Using some code ripped from the Lucid toolkit, I applied the feature visualization method to convolutional filters in the discriminator of DeepZine. As far as I know, feature visualization had not been publicly applied to GANs before this, so it was exciting! By visualizing layers at further levels of abstraction in the discriminator, one could see repetitive structural elements in the pages emerge: columns, lines, charts, etc. Check out the image above!
I still don't know what I'm really supposed to take away from feature visualizations, particularly in the discriminator of a GAN. The visualizations show that
something is going on, but for me, do not provoke follow-up questions. Would be very interested if it did for someone else!

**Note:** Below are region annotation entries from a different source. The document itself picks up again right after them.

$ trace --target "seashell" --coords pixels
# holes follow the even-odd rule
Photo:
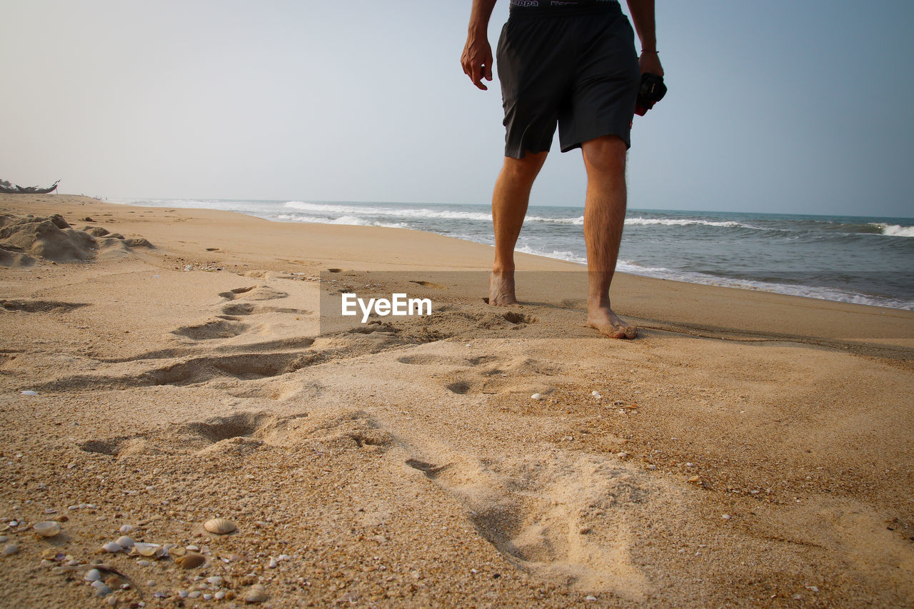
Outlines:
[[[244,595],[244,600],[246,603],[263,603],[267,600],[267,593],[263,590],[263,586],[254,584]]]
[[[199,567],[201,564],[207,561],[207,557],[203,554],[197,554],[197,552],[187,552],[184,556],[178,556],[175,559],[175,562],[177,562],[183,569],[194,569]]]
[[[212,520],[207,520],[203,523],[203,528],[210,533],[216,533],[217,535],[225,535],[226,533],[230,533],[233,530],[238,530],[238,527],[235,526],[235,523],[230,520],[226,520],[225,518],[213,518]]]
[[[41,537],[54,537],[60,532],[60,525],[53,520],[36,522],[32,529]]]
[[[157,543],[143,543],[137,541],[133,544],[133,551],[140,556],[155,556],[155,552],[158,551],[162,546]]]
[[[126,550],[128,548],[133,548],[134,541],[126,535],[122,535],[121,537],[119,537],[117,540],[114,540],[114,543],[118,544],[119,546]]]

A Note on Computing Resources
After I put DeepZine on Twitter, I got an interesting message from Robbie Barat,
an artist that uses deep learning methods, about how I was able to train DeepZine without access to huge amounts of GPU resources. According to the paper, he told me, training results akin to NVIDIA's original results would take 1-2 weeks on the most expensive NVIDIA GPU available at the time.
In reality, I was able to train DeepZine in probably 1.5-2 days, on an NVIDIA GPU with less memory than those recommended by the NVIDIA team. I can think of a few explanations for why.

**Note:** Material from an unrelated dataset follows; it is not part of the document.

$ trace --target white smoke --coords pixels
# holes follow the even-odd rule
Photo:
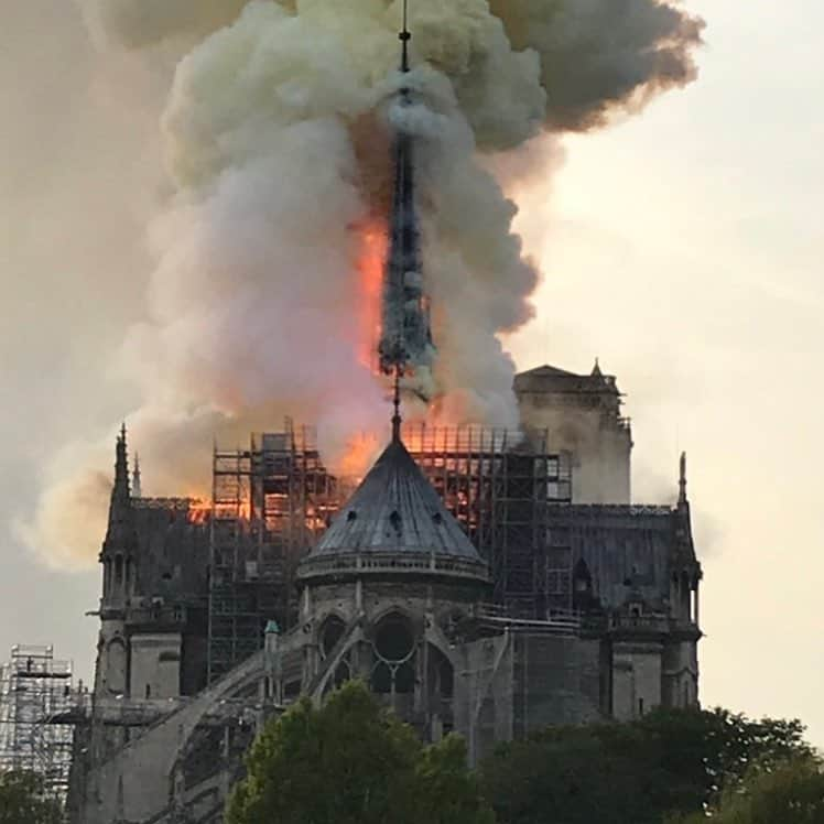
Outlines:
[[[207,489],[213,435],[241,443],[285,414],[317,424],[334,466],[353,433],[388,419],[383,388],[359,357],[355,227],[384,209],[391,180],[388,120],[398,110],[386,104],[400,82],[399,2],[82,2],[110,44],[187,50],[162,116],[173,191],[150,227],[158,263],[147,319],[116,365],[143,398],[128,418],[147,491]],[[497,14],[486,0],[414,4],[416,68],[406,82],[421,104],[404,127],[419,139],[442,421],[517,425],[513,365],[499,335],[531,317],[538,273],[511,231],[516,206],[477,150],[519,147],[540,130],[554,93],[546,66],[570,51],[574,62],[578,41],[592,45],[581,30],[598,30],[593,15],[605,2],[573,11],[576,3],[524,0]],[[641,25],[644,9],[685,20],[653,0],[633,8],[638,20],[620,32],[636,37],[627,34],[622,53],[676,37],[669,23]],[[685,58],[693,33],[681,43]],[[636,80],[621,75],[598,105],[584,95],[579,108],[590,113],[575,128],[644,84],[664,85],[653,63]],[[95,555],[110,442],[107,433],[71,448],[71,462],[52,467],[34,523],[21,528],[53,560]]]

The most obvious explanation is that I constructed my PGGAN to use fewer filters. In DeepZine, as opposed to the original PGGAN, I had throttled the filter number and batch size at higher resolutions to fit on the GPU card I had available. At the final resolution (1024x1024), I was using a batch size of 4 and only 16 convolutional filters. With that few filters, it could be that the filters in the higher resolutions are acting more similarly to deep learning upsampling algorithms that just reduce aliasing effects, rather than genuine GANs that create de novo fine-level details. This could even be the explanation for why the generated text isn't strictly English letters. This is all to say that I almost certainly did not achieve the quality of the original PGGAN work in my own work, and I had trained with NVIDIA's methods, I probably would have had even more interesting results.
A more sinister viewpoint is that NVIDIA (
and all big industry labs) intentionally uses as much GPU power as possible in their public works on the most expensive GPUs they currently offer, regardless of output quality, so that people will be pressured to buy more GPUs. Wouldn't fault em'! But probably not the
whole case.
Art Decider: Not Art
Many of my friends, especially outside of machine learning, imply one way or another that creations like these are a form of digital art or even "AI art." I admit, I also describe it this way sometimes as an easy entrypoint to the project. But I have never thought of this project, or similar projects that I work on, in this way.

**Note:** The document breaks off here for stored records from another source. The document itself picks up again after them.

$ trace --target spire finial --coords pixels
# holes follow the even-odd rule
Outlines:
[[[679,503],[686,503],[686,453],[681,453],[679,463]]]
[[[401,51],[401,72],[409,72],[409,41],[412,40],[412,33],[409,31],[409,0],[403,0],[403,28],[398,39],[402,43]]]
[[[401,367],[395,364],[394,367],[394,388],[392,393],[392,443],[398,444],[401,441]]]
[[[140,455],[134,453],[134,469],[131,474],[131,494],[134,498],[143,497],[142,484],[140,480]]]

I work on projects like these as neat objects that help me answer questions I have about machine learning, or other things. I found pages to be a good, limited example of what GANs could do that would be easier to grapple with than, say, human faces. The interesting visualizations also provoke new questions for me to explore in future projects. Other people online have different motivations for using GANs to create visualizations, particularly
Helena Sarin,
Joanna Hastie, and
Robbie Barat, and if you're interested in AI art, I suggest that you follow them!